A liberalização comercial não é a única explicação da proximidade entre os dois governos. Antes mesmo da entrada da Venezuela no Mercosul, Hugo Chávez mantinha uma relação estreita com o então presidente Lula, e os partidos dos dois líderes se mantêm no poder há mais de uma década.

A situação na Venezuela também tem implicações internas para Dilma. Quando Chávez chegou ao poder, em 1999, seu governo inaugurou uma nova onda de governos de esquerda na América Latina, incluindo o Brasil, em 2003.

Mas o sonho esquerdista brasileiro está se esgotando.
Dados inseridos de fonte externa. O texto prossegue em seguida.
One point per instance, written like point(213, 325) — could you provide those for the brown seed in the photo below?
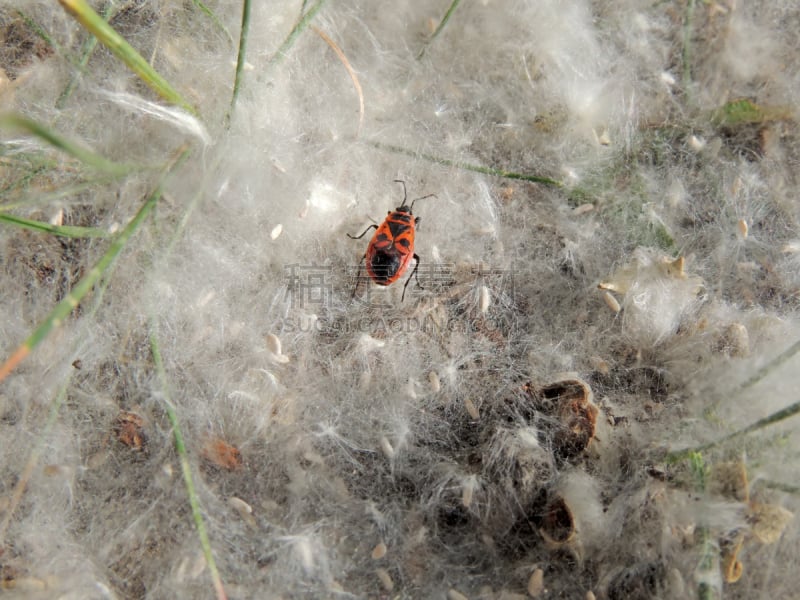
point(221, 454)
point(536, 583)
point(129, 429)
point(379, 551)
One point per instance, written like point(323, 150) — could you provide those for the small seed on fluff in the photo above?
point(486, 299)
point(240, 505)
point(536, 584)
point(696, 143)
point(274, 346)
point(472, 409)
point(611, 302)
point(742, 227)
point(433, 379)
point(386, 447)
point(468, 490)
point(379, 551)
point(385, 579)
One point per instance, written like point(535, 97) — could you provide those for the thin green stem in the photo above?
point(107, 35)
point(687, 48)
point(84, 286)
point(186, 469)
point(466, 166)
point(299, 27)
point(775, 417)
point(453, 5)
point(86, 52)
point(240, 60)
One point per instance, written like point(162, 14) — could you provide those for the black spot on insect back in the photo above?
point(384, 266)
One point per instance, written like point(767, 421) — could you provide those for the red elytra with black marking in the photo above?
point(391, 248)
A popularidade de Dilma caiu para o nível mais baixo já registrado diante da insatisfação ampla com o desaquecimento da economia brasileira e o enorme escândalo de corrupção na Petrobrás –da qual Dilma foi presidente. Enfrentando chamados por seu impeachment, Dilma pode relutar em desagradar à sua base de esquerda.
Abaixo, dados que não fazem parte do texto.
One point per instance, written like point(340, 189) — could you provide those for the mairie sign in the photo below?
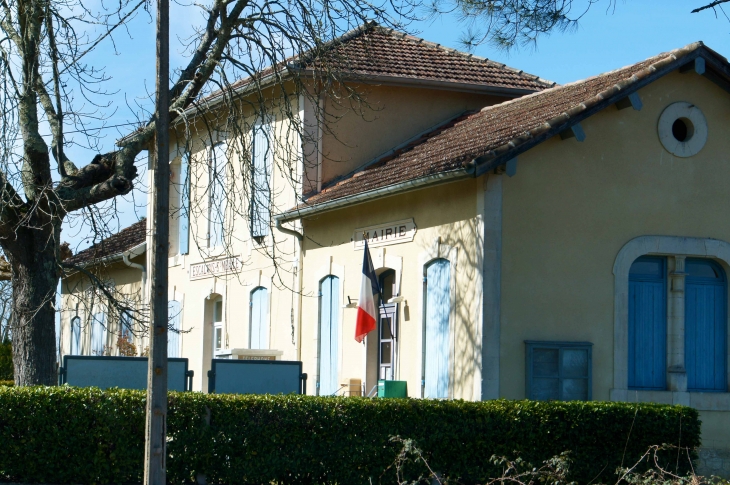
point(385, 234)
point(215, 268)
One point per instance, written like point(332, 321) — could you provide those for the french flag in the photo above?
point(366, 312)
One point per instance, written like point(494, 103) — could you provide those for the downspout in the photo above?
point(291, 232)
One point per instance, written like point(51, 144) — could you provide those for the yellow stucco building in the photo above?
point(531, 241)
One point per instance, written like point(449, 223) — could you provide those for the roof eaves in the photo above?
point(416, 82)
point(379, 193)
point(520, 144)
point(132, 252)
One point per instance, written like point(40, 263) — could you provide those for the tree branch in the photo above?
point(710, 5)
Apesar de a delegação brasileira ter sido atacada, a presidente brasileira ainda não condenou o incidente publicamente – e os senadores disseram que a embaixada do Brasil em Caracas não lhes prestou a assistência necessária.

Seria de se esperar que Dilma se posicionasse em favor de presos políticos como Leopoldo López, considerando que ela própria foi presa e torturada pela ditadura militar brasileira nos anos 1970. Em vez disso, seu silêncio sugere que ela prioriza a solidariedade com causas políticas de esquerda, em detrimento da situação dos presos políticos.
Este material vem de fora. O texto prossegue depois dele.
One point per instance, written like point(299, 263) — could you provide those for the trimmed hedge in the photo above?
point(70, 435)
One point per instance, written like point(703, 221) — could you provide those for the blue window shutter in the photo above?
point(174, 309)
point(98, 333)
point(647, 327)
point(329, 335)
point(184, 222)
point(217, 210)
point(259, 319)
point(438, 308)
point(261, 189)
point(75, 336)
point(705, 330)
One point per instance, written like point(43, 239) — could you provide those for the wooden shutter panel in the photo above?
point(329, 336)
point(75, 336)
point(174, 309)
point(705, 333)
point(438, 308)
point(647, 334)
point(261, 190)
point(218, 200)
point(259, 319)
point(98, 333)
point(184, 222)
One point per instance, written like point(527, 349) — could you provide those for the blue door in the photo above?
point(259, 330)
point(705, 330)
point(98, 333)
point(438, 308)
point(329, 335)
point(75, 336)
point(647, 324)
Do mesmo modo como seus índices de aprovação foram prejudicados pelo mal-estar econômico do Brasil, o colapso econômico da Venezuela vem dizimando a popularidade de Maduro, que está na casa dos 20%. Com as prateleiras dos supermercados vazias e a violência em alta, o partido político de Chávez, antes popular, vem se rachando em facções.

A visita dos senadores brasileiros ofereceu ao governo de Maduro uma carta nacionalista bem-vinda com a qual jogar. Como fazia Hugo Chávez, Maduro caracteriza as críticas internacionais e internas dos abusos dos direitos humanos na Venezuela como golpismo e intervencionismo. Da mesma maneira, seu governo fez pouco caso de uma declaração de preocupação feita por 25 líderes estrangeiros antes da Cúpula das Américas, em abril de 2015.

Depois do ataque, os senadores brasileiros pediram que seu governo exclua a Venezuela do Mercosul, conforme o previsto na cláusula democrática do pacto comercial. A Venezuela rejeita a supervisão de mecanismos internacionais fundamentais, como a Corte Interamericana de Direitos Humanos, descrevendo-os como cartéis dominados pelos Estados Unidos. Mas o Mercosul é um adversário inteiramente diferente: todos seus membros são sul-americanos.

Cinco semanas antes da visita dos senadores brasileiros que não se concretizou, López entrou em greve de fome. Uma de suas reivindicações é que o governo de Maduro defina uma data para as eleições parlamentares de 2015, coisa que Caracas vinha se negando a fazer.

Em 22 de junho as autoridades venezuelanas finalmente anunciaram que a próxima eleição terá lugar em 6 de dezembro. Mas o governo rejeitou a reivindicação da oposição de que a eleição seja monitorada pela OEA (Organização dos Estados Americanos) e União Europeia e disse que só vai permitir o monitoramento pela Unasul, organismo regional pensado por Hugo Chávez que inclui o Brasil.

O período que antecede a eleição parlamentar venezuelana não será tranquilo para Maduro ou Dilma. O Brasil busca há muito tempo um papel de mais destaque no palco mundial, incluindo uma vaga no Conselho de Segurança da ONU, mas ainda não está claro se vai agir como o líder global que quer ser e fazer o que é preciso para restaurar a democracia e os direitos humanos na Venezuela.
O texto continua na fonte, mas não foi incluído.